Work on autism recognises that it is a spectrum ranging from individual characteristic to full blown disease – we can assess ourselves by looking up the autism spectrum quotient. The work of Professor Bourgeron and his colleagues is exploring the genetic variability that underlies this, looking at CNVs and SNPs in patient groups, mainly from Sweden and France. This work has resulted in identification of many candidate genes and polymorphisms for autism risk. This highlights the general danger of extrapolating predictions from specific gene findings as can occur with the availability of personal genome mapping. He identified five questions which should be applied to any genetic finding – mouse or man?, pilot study or replicated?, frequency and therefore likely impact?, disease specific or found in a range of conditions?, and is it supported by clinical or functional findings?

There is however a developing understanding of what might be going on in autism. Synaptogenesis is the gradual development of neuronal connections increasing from birth through childhood with a decline in adolescence and stability thereafter.

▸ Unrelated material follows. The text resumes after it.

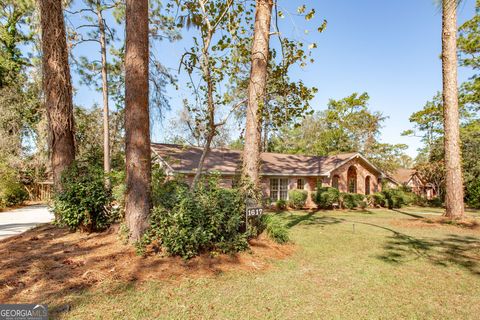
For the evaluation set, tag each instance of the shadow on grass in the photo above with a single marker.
(310, 219)
(409, 214)
(463, 251)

Work arising from a number of family groups with autism spectrum has shown defects in proteins involved in creating or stabilising these synaptic connections – specifically neurolipin 4 and neurexan. A mouse model has been created – knock out for neurolipin 4. They appear normal in all respects other than aspects of social interaction. We were persuaded that this included their singing performance with a reduced motivation to vocalise! This may therefore represent a general mechanism for the development of autism influenced by different genetic defects.

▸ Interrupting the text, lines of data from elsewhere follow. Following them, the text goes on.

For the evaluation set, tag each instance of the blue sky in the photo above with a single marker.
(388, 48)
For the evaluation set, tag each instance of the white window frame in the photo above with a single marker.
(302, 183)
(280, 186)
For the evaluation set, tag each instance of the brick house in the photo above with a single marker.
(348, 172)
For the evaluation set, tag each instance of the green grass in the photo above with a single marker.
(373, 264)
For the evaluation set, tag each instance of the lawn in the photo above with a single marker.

Another area of genetic interest relates sleep pattern to autism. Melatonin levels are known to be diminished and it transpires that some autistic patients are deficient in an enzyme involved in melatonin synthesis from serotonin. Melatonin treatment can restore normal sleep patterns in some situations. All this work begins to allow models of understanding of the possible sequences from genetics through biochemistry to functional state. More work is probably needed in identifying different phenotypes in a condition such as autism before trying to link these to particular genetic susceptibilities. The picture is complex, the possible interpretations multiple, and prospects of specific therapies still distant. However Professor Bourgeron is one of an international group of enthusiasts producing rapid progress in this area.

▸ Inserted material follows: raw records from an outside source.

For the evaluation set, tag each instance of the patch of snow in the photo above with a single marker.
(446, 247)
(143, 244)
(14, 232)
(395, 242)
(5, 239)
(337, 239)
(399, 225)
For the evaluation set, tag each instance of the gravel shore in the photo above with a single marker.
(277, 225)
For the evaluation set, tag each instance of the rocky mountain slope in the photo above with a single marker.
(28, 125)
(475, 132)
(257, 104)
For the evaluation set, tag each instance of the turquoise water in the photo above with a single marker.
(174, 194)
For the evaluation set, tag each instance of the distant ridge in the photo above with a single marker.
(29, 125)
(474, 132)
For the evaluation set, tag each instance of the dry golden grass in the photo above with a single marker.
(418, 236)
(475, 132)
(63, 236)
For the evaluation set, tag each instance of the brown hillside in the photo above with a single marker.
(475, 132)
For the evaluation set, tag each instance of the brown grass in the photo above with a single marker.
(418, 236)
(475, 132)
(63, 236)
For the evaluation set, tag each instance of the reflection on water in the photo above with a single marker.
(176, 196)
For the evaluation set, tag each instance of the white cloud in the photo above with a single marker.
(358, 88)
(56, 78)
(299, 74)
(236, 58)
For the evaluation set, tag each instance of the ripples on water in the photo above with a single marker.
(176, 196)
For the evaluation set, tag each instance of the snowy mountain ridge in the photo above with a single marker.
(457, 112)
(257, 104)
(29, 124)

Following a period of question and discussion, Dr MacIntyre expressed the thanks of the Society to Professor Bourgeron for a talk which had covered a complex subject in such a fascinating and stimulating way.

From the minutes: Dr MacIntyre's report on our January 2009 meeting

The joint meeting with the Royal Medico-Chirurgical Society was attended by around 50 members and guests. The President introduced Professor Sir Kenneth Calman who addressed us on Scottish literature and medicine. He was accompanied by Rhona Brown, a colleague from the English Faculty at Glasgow University who illustrated the talk with quotations from the wide range of writers discussed by Professor Calman. It was not an evening to be encapsulated in a brief summary – better to access the Society’s website to appreciate the broad range of literary references. Professor Calman used his study of Scottish literature to comment on a number of health related themes over several centuries – the people of Scotland and their lifestyle, health and health related behaviour, the role and public perception of doctors, description of diseases, and medicines and healing. His authors and poets covered some 600 years – from “the Bruce of the 14th Century” to “Irvine Welsh’s Trainspotting”. This breadth of Scottish reading was clearly well beyond that of most of his audience but he asked us to help him in this continuing study – any new discovery linking literature to medicine would be welcome.

Dr Hazel Scott in giving the vote of thanks reflected on Professor’s Calman’s broad career and range of interests and thanked him for sharing his insight into Scottish literature.